Kinesis Streams Alternatives and Lock-in

  • 🚪 Kinesis is most closely compared to Apache Kafka, an open-source data ingestion solution. It is possible to set up a Kafka cluster hosted on EC2 instances (or any other VPS), however you are responsible for managing and maintaining both Zookeeper and the Kafka brokers in a highly available configuration. Confluent has a good blog post with their recommendations on how to do this here, which has links on the bottom to several other blogs they have written on the subject.
  • ⛓ Kinesis uses very AWS-specific APIs, so you should be aware of the potential future costs of migrating away from it, should you choose to use it.
  • An application that efficiently uses Kinesis Streams will scale the number of shards up and down based on the required streaming capacity. (Note there is no direct equivalent to this with Apache Kafka.)

Kinesis Streams Tips

  • The KCL (Kinesis Client Library) provides a skeleton interface for Java, Node, Python, Ruby and .NET programs to easily consume data from a Kinesis Stream. In order to start consuming data from a Stream, you only need to provide a config file to point at the correct Kinesis Stream, and functions for initialising the consumer, processing the records, and shutting down the consumer within the skeletons provided.
    • The KCL uses a DynamoDB table to keep track of which records have been processed by the KCL. This ensures that all records are processed “at least once”. It is up to the developer to ensure that the program can handle doubly-processed records.
    • The KCL also uses DynamoDB to keep track of other KCL “workers”. It automatically shares the available Kinesis Shards across all the workers as equally as possible.
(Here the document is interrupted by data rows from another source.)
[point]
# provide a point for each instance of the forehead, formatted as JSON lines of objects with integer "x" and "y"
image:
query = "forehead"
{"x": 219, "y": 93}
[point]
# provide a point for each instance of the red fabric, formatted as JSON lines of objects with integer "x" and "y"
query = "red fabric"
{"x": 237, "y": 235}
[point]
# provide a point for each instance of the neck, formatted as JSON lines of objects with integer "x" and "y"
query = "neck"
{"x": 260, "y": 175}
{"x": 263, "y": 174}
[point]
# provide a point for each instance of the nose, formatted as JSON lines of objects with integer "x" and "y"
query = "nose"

Kinesis Streams Gotchas and Limitations

  • 🔸⏱ Kinesis Streams’ shards each only permit 5 reads per second. If you are evenly distributing data across many shards, your read limit for the Stream will remain at 5 reads per second on aggregate, as each consuming application will need to check every single shard for new records. This puts a hard limit on the number of different consuming applications possible per Stream for a given maximum read latency.
    • For example, if you have 5 consuming applications reading data from one Stream with any number of shards, they cannot read with a latency of less than one second, as each of the 5 consumers will need to poll each shard every second, reaching the cap of 5 reads per second per shard.
    • This blog post further discusses the performance and limitations of Kinesis in production.
  • 💸 Kinesis Streams are not included in the free tier. Make sure if you do any experimentation with it on a personal account, you shut down the stream or it may run up unexpected costs (~$11 per shard-month.)